Originally posted by reh321 Be careful about using Western standards to all users of Pentax equipment, but even here in the West, some of us would rather have automation do the work than labor at a computer and hand-labor the work ourselves.
My comment was not targeted at Western standards but simply focused on the sort of heavy-duty macro shooters who use tripods and 15 to 20 image focus stacks in creating macro shots.

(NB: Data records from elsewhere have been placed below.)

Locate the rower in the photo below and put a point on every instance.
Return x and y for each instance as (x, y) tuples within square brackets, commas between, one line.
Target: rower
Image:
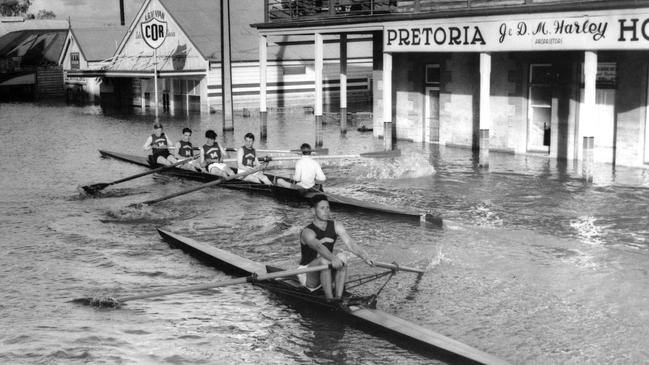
[(308, 172), (317, 246), (159, 143), (247, 160), (212, 156), (185, 149)]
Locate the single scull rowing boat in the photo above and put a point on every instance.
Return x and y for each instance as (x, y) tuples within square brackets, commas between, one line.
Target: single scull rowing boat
[(361, 310)]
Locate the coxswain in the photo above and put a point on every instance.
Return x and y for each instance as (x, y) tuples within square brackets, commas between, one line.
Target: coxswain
[(317, 242), (308, 172), (185, 149), (159, 144), (212, 156), (247, 160)]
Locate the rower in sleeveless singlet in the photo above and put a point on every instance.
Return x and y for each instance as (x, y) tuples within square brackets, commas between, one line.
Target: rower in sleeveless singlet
[(212, 156), (317, 248), (185, 149), (159, 144), (308, 173), (247, 160)]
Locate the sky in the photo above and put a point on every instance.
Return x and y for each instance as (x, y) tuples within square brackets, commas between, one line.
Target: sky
[(88, 13)]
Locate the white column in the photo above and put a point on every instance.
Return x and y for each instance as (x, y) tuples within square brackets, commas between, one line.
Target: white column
[(263, 80), (387, 101), (587, 115), (317, 109), (485, 109), (143, 85), (343, 83), (226, 67)]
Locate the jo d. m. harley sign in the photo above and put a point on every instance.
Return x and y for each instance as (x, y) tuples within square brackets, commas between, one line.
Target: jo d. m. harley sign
[(624, 30), (154, 28)]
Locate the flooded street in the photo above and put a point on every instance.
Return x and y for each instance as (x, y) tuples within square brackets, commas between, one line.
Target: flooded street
[(533, 264)]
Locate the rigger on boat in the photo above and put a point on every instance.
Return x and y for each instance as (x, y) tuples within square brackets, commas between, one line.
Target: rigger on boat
[(358, 310), (284, 193)]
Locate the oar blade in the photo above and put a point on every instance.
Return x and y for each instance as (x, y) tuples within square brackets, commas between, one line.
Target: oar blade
[(94, 188), (381, 154), (98, 302)]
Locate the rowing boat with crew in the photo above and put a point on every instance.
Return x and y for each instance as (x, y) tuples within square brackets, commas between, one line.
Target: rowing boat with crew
[(283, 194), (360, 310)]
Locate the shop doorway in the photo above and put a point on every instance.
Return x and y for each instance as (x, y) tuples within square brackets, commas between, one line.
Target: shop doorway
[(431, 104), (539, 114)]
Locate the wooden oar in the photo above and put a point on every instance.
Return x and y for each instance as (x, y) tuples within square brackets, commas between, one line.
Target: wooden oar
[(319, 151), (94, 188), (378, 154), (115, 302), (203, 186), (396, 267)]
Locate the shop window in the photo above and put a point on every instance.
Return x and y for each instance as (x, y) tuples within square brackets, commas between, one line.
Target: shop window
[(294, 70), (432, 75), (606, 75)]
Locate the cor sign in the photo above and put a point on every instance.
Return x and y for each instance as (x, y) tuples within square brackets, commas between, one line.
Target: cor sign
[(154, 28)]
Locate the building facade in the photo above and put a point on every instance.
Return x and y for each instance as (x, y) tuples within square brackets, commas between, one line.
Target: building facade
[(186, 68), (565, 79)]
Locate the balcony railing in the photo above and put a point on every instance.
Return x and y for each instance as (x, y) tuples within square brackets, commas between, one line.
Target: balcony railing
[(286, 10), (291, 10)]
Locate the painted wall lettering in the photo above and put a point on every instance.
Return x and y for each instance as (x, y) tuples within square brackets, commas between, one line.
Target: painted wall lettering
[(427, 36), (606, 29), (629, 28)]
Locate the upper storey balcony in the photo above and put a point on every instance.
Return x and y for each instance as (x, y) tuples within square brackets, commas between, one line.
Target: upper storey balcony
[(294, 12)]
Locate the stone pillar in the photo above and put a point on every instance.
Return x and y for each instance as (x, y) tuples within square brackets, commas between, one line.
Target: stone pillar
[(587, 115), (317, 109), (387, 101), (343, 83), (263, 80), (485, 109), (172, 97)]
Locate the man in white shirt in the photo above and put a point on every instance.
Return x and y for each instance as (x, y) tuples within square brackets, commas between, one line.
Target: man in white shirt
[(308, 173)]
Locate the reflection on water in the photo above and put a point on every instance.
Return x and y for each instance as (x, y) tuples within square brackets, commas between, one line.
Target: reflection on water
[(533, 264)]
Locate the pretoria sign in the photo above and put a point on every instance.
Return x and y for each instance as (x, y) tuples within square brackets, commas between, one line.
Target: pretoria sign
[(625, 30)]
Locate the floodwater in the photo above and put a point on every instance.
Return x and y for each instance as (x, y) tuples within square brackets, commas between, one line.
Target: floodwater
[(533, 264)]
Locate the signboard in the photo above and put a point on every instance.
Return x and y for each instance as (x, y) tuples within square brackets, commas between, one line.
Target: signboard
[(611, 30), (154, 28)]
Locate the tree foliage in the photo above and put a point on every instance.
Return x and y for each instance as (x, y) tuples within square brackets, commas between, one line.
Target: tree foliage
[(21, 8), (14, 7)]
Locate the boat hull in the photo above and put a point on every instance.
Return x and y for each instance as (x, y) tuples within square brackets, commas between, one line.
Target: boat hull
[(380, 322), (286, 194)]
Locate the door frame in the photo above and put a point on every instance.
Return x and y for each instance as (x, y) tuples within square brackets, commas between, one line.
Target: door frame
[(427, 108)]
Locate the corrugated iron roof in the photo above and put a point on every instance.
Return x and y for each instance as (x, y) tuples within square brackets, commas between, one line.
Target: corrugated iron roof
[(98, 44), (201, 22)]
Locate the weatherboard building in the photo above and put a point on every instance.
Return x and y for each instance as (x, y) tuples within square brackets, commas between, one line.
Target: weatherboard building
[(188, 60), (564, 79)]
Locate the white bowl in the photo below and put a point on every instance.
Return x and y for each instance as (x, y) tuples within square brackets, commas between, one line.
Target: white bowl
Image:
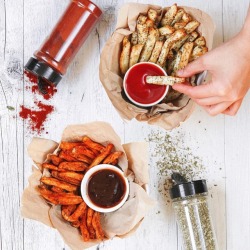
[(138, 103), (85, 182)]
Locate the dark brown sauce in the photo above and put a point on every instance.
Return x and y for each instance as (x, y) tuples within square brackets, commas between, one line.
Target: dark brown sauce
[(106, 188)]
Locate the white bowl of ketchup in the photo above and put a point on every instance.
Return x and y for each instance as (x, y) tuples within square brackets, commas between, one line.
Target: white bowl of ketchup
[(138, 90)]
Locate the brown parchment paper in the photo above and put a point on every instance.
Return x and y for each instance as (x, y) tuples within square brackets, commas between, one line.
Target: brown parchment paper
[(120, 223), (166, 115)]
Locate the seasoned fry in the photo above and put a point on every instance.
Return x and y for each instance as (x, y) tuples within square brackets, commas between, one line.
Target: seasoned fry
[(68, 177), (60, 198), (91, 144), (83, 227), (149, 46), (64, 145), (176, 36), (152, 15), (112, 158), (135, 54), (65, 155), (97, 226), (191, 26), (200, 41), (180, 25), (178, 16), (102, 156), (164, 80), (169, 15), (67, 210), (76, 224), (50, 166), (134, 38), (57, 183), (90, 213), (166, 30), (57, 189), (124, 58), (80, 210), (73, 166), (55, 159), (156, 51)]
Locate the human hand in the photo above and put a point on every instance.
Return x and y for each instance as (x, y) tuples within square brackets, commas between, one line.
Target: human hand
[(229, 66)]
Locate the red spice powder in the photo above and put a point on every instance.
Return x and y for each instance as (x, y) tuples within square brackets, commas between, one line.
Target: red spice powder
[(36, 117)]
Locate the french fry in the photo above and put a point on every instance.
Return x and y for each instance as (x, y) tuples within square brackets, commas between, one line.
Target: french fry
[(57, 183), (102, 156), (156, 51), (56, 160), (90, 213), (178, 16), (65, 155), (187, 17), (79, 211), (73, 166), (134, 38), (83, 227), (176, 36), (186, 53), (76, 224), (164, 80), (191, 26), (57, 189), (169, 15), (112, 158), (135, 54), (64, 145), (67, 210), (59, 198), (91, 144), (97, 226), (124, 58), (200, 41), (149, 45), (152, 15), (166, 30), (50, 166), (68, 177)]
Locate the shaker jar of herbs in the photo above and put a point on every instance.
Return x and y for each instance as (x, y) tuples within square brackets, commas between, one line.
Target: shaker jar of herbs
[(193, 216)]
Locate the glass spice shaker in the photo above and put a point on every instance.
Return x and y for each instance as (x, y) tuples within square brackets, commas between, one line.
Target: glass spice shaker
[(191, 208), (50, 62)]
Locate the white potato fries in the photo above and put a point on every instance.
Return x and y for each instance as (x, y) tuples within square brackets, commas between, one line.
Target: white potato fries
[(170, 40)]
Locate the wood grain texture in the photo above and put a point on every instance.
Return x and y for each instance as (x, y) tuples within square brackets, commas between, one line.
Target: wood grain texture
[(223, 143)]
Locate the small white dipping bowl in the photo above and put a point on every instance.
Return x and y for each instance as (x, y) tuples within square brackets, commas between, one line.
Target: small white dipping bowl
[(149, 65), (85, 183)]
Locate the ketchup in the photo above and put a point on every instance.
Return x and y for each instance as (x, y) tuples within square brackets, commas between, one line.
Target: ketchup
[(138, 89), (59, 49)]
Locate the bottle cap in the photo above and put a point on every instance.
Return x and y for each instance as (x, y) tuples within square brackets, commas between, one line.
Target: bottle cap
[(43, 70), (184, 188)]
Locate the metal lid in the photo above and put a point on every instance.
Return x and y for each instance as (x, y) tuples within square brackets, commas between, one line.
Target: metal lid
[(43, 70), (183, 188)]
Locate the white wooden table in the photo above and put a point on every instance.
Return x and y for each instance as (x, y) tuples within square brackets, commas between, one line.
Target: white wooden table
[(222, 142)]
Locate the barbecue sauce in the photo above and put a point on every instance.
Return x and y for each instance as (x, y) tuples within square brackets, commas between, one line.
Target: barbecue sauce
[(106, 188)]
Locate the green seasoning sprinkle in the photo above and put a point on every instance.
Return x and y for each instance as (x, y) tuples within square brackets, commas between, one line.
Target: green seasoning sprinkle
[(10, 108), (172, 155)]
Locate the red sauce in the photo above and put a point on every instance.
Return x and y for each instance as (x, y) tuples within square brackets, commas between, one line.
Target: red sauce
[(138, 89)]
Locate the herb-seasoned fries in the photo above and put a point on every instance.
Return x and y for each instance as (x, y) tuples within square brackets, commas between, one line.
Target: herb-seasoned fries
[(171, 40), (67, 169)]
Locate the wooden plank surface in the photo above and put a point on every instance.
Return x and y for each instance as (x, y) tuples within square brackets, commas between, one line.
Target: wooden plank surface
[(222, 143)]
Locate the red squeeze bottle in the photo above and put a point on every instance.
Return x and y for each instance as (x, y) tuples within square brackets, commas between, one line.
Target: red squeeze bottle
[(51, 61)]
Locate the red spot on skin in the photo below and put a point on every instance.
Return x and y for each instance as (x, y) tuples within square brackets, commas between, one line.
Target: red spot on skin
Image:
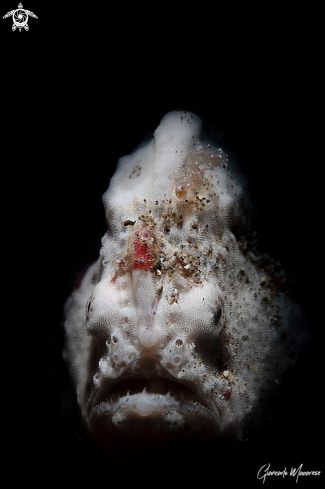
[(142, 254), (114, 279), (227, 395)]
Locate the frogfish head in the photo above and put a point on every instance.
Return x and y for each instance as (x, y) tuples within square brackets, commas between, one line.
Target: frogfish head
[(181, 328)]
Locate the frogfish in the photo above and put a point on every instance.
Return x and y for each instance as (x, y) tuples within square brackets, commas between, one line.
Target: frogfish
[(182, 328)]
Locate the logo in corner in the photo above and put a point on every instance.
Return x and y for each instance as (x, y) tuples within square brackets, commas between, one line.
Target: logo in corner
[(20, 18)]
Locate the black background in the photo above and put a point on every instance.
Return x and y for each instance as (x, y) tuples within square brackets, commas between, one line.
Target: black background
[(83, 87)]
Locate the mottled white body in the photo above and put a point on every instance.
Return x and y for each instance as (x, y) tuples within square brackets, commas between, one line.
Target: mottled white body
[(178, 328)]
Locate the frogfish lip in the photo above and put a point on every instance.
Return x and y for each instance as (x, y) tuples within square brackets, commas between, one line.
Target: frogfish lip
[(154, 397)]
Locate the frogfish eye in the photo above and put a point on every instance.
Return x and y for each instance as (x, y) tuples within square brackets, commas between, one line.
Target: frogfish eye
[(217, 316)]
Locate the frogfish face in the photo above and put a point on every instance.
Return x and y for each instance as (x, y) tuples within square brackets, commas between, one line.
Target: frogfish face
[(180, 328)]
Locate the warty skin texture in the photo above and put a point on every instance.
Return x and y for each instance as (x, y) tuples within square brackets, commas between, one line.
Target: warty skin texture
[(179, 329)]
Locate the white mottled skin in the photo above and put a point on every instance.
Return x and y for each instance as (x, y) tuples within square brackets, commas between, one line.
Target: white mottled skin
[(155, 324)]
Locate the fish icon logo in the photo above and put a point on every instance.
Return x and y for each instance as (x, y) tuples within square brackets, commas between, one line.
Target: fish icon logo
[(20, 18)]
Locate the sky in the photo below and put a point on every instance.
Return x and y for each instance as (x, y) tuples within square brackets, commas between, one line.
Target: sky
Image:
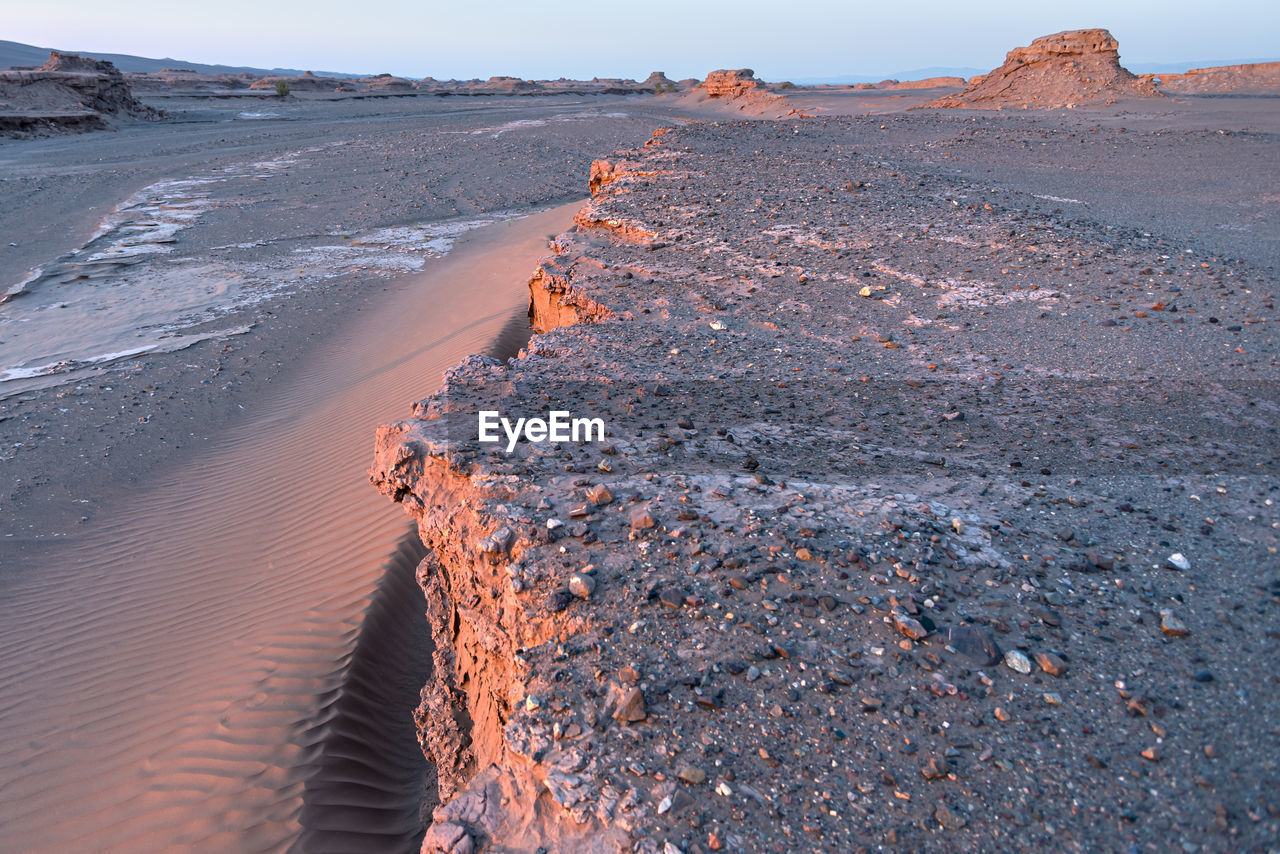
[(781, 40)]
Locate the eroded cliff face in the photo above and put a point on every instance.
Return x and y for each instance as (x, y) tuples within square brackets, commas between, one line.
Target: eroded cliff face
[(826, 519), (67, 92)]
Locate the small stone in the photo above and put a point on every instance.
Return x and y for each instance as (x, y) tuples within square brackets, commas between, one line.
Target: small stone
[(935, 768), (498, 542), (974, 643), (581, 585), (631, 707), (909, 625), (949, 820), (672, 597), (1173, 626), (1100, 561), (1051, 663), (1016, 661), (691, 775)]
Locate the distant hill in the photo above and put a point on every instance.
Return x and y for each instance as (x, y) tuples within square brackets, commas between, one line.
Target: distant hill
[(1182, 68), (914, 74), (920, 73), (13, 53)]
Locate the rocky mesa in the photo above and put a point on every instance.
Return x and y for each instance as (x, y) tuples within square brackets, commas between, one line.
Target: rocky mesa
[(67, 92), (1069, 68)]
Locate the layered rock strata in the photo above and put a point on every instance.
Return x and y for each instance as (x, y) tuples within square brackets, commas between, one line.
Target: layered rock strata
[(896, 535), (1069, 68), (67, 92)]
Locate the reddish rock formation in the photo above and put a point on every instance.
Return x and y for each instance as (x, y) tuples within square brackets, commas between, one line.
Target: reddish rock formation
[(65, 92), (1064, 69), (732, 83), (1256, 77)]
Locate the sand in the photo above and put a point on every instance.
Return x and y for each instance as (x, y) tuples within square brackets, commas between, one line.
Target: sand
[(213, 639), (188, 648)]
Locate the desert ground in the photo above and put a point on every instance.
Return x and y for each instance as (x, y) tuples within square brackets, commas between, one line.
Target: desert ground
[(936, 508)]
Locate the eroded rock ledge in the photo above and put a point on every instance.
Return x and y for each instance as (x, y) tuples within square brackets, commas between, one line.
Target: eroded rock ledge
[(880, 548)]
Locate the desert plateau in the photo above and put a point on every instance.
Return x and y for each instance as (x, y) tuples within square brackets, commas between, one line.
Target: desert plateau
[(663, 464)]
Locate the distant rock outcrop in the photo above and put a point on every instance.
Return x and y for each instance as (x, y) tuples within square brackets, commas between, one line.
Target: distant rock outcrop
[(387, 83), (304, 82), (732, 83), (67, 92), (659, 78), (1256, 77), (1064, 69)]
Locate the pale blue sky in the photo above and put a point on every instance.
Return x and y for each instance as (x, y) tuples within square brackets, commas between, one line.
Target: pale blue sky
[(780, 40)]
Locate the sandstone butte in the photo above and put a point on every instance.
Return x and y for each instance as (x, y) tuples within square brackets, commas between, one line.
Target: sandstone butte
[(807, 594), (1069, 68), (69, 91)]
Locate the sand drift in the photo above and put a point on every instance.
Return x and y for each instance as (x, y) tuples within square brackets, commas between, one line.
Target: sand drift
[(234, 658), (135, 290)]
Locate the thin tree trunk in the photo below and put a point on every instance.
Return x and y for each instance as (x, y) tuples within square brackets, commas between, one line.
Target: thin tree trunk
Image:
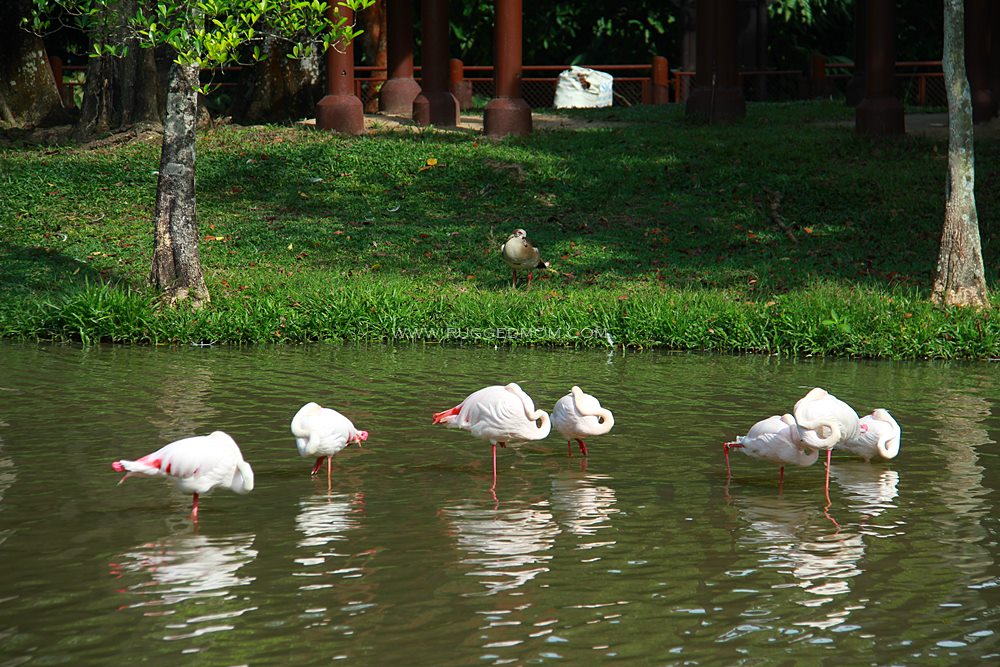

This is really not a discussion about Raw versus jpeg. It is simply saying that people who do high numbers of focus stacks are probably less likely to shoot jpegs for those specific images. Personally, I am a RAW shooter, although I usually have the camera set to write jpegs to the second card. I also use a tripod for landscape images and use pixel shift. I have experimented with the dynamic pixel shift available on the K-1 II and I did not continue using because (1) It took too long -- the processing time per single image was in excess of a minute (I could see the same thing being true of a 15 shot focus stack). Quite simply, I would rather have my computer do that in the background while I'm doing something else, rather than wait that long on a single image. (2) The end image was a jpeg. For all of that trial and travail, I didn't end up with a file that was any more malleable or had more latitude for development than if I had taken a single RAW image at -1.5 EV and worked on that.
Anyway, I am not an intensive macro shooter -- 3 or 4 image focus stacks is the most I have ever done. How people get these amazing shots of moving critters is beyond me, unless they are putting them in the freezer for a little while before they shoot them.